The Maharashtra Association of Resident Doctors (MARD) said junior doctors at government hospitals in the state will not perform surgeries or attend to out-patient departments (OPDs) between 8 am and 5 pm Friday.
However, emergency services will not be affected, it said.
"We will not be treating any patients in routine OPDs or carry out surgeries or take rounds of wards. Doctors posted on emergency duties will not participate in the protest," a resident doctor, who is a member of MARD, said.
Junior doctors in West Bengal are on strike since Tuesday demanding better security at workplace after two of their colleagues were attacked and seriously injured at the NRS Medical College and Hospital in Kolkata allegedly by relatives of a patient who died at the hospital.
The Indian Medical Association has declared Friday "All India Protest Day" against the assault on junior doctors.
Kalyani Dongre, president, Central Maharashtra Association of Resident Doctors, demanded better working conditions for the medical fraternity.

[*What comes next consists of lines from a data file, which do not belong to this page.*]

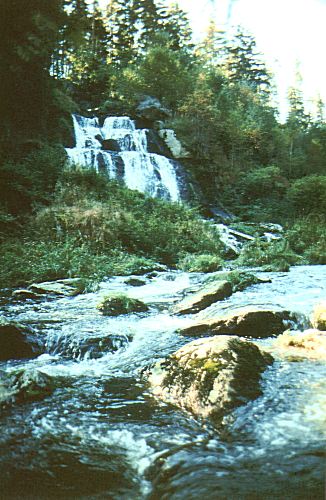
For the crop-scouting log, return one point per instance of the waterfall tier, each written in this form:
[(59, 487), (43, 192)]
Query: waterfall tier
[(120, 150)]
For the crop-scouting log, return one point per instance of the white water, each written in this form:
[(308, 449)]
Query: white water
[(149, 173)]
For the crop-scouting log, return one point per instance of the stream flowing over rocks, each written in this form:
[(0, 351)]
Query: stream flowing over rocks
[(80, 417), (125, 153)]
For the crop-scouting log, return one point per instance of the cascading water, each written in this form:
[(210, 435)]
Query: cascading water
[(130, 161)]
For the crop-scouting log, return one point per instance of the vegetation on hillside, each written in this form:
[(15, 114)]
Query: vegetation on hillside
[(69, 55)]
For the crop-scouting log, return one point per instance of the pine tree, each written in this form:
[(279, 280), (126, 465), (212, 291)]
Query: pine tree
[(244, 63)]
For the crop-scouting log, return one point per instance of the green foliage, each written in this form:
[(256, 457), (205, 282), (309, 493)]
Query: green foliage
[(34, 179), (96, 228), (202, 263), (273, 256), (308, 195), (307, 237), (263, 182), (116, 304)]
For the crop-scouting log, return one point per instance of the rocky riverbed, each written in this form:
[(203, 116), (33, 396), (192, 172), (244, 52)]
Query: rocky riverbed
[(94, 406)]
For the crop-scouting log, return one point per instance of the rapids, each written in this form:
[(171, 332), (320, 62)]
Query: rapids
[(102, 435)]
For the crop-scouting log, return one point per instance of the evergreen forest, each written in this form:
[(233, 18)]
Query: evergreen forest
[(71, 56)]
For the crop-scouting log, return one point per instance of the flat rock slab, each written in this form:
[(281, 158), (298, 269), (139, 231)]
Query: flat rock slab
[(17, 341), (205, 297), (65, 287), (245, 322), (210, 377)]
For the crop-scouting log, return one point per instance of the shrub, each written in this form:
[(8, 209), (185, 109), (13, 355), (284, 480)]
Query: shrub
[(203, 263), (273, 256), (308, 194)]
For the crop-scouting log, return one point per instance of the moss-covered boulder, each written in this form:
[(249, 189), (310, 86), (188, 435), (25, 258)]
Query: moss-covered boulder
[(244, 322), (205, 297), (17, 341), (308, 344), (116, 304), (319, 316), (210, 377), (24, 385)]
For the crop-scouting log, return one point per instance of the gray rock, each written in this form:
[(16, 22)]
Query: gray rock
[(65, 287), (17, 341), (205, 297), (210, 377), (246, 321)]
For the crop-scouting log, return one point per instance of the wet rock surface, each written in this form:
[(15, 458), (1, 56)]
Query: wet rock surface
[(308, 344), (17, 341), (24, 385), (319, 316), (204, 297), (247, 322), (210, 376)]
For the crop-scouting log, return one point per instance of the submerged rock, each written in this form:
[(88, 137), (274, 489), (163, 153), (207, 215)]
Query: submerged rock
[(24, 385), (17, 341), (319, 316), (211, 376), (205, 297), (247, 322), (116, 304), (308, 344)]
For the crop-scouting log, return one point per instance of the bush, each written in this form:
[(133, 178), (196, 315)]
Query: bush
[(307, 237), (203, 263), (308, 195), (273, 256)]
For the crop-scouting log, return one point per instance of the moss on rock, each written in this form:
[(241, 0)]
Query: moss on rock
[(117, 304)]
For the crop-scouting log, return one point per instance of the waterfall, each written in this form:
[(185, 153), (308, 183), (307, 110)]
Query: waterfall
[(121, 151)]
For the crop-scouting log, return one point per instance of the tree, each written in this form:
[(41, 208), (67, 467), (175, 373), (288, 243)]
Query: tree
[(244, 64), (28, 36)]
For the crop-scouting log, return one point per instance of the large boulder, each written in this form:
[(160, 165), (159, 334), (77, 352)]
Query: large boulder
[(246, 322), (205, 297), (116, 304), (17, 341), (210, 377), (152, 110), (308, 344), (178, 151), (24, 385), (319, 316)]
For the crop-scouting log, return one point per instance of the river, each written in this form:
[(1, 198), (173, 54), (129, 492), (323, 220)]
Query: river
[(101, 434)]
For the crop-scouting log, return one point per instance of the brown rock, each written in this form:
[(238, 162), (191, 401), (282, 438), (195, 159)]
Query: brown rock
[(204, 298), (211, 376), (247, 322), (308, 344), (319, 317)]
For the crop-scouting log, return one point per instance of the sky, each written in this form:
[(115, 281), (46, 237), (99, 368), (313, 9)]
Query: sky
[(290, 34)]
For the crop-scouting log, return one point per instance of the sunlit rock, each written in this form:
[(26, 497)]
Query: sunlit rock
[(308, 344), (247, 322), (116, 304), (319, 316), (178, 151), (17, 341), (211, 376), (198, 301), (24, 385)]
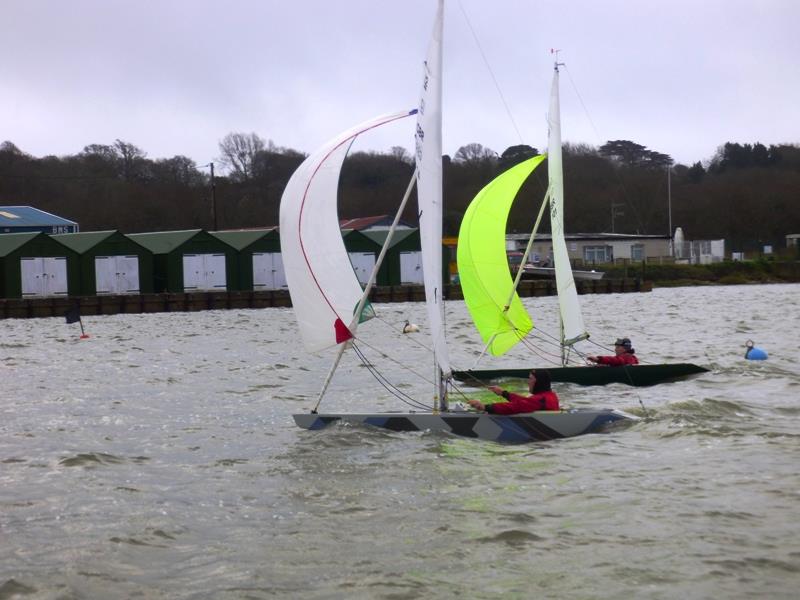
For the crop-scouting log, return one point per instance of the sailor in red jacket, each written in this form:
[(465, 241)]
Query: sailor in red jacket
[(542, 398), (623, 355)]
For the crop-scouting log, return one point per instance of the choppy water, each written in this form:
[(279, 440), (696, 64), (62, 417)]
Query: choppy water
[(158, 459)]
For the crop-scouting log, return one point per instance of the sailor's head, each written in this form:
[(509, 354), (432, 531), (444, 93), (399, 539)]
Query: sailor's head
[(539, 380), (624, 344)]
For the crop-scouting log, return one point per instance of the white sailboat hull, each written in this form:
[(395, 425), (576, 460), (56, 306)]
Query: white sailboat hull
[(528, 427)]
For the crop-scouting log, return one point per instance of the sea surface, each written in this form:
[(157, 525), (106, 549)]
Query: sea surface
[(158, 459)]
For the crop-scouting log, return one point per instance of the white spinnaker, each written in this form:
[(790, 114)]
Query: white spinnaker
[(324, 288), (571, 316), (429, 189)]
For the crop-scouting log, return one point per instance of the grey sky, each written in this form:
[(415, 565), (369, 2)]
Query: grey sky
[(175, 76)]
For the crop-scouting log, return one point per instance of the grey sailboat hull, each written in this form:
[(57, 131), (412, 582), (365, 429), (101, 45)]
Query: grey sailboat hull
[(544, 425), (635, 375)]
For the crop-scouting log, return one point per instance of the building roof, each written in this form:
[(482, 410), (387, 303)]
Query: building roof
[(163, 242), (11, 241), (81, 242), (380, 235), (242, 238), (27, 216)]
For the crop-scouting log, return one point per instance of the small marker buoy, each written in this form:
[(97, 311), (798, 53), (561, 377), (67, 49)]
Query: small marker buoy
[(753, 352), (410, 327)]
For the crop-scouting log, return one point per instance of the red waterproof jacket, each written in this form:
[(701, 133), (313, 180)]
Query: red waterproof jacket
[(517, 403), (618, 361)]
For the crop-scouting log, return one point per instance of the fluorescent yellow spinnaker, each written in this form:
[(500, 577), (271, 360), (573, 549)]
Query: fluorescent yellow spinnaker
[(483, 264)]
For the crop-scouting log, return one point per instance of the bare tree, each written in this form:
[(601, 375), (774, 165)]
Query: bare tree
[(400, 153), (239, 152), (131, 159), (474, 153)]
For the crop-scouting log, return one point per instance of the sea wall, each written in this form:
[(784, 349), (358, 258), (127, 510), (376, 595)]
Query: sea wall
[(27, 308)]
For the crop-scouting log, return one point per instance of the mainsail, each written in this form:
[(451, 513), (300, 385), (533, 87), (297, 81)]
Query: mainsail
[(429, 190), (486, 282), (324, 288), (572, 328)]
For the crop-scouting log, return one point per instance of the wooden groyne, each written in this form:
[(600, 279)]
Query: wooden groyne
[(27, 308)]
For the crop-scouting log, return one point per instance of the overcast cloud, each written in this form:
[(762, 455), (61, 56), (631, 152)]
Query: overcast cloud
[(175, 76)]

Resident doctors face hostile working atmosphere, she said, addressing a gathering of protesting doctors.
"We have demanded security from the state government, but nothing is happening. Our members are working in emergency services. Our demand is better working conditions for the medical fraternity and strict punishment for the perpetrators of assault," she said.
Nishtha Khatri, president of MARD unit at the government-run KEM Hospital here, said resident doctors and interns from KEM and Seth GS Medical College formed a human chain to protest against the incident at Kolkata hospital. They also wore black dresses and black badges in protest.
"Inspite of working selflessly day in and day out, doctors are assaulted. We make immense sacrifices, we work really hard so that our patients can sleep in peace, yet we are often the soft targets," she said.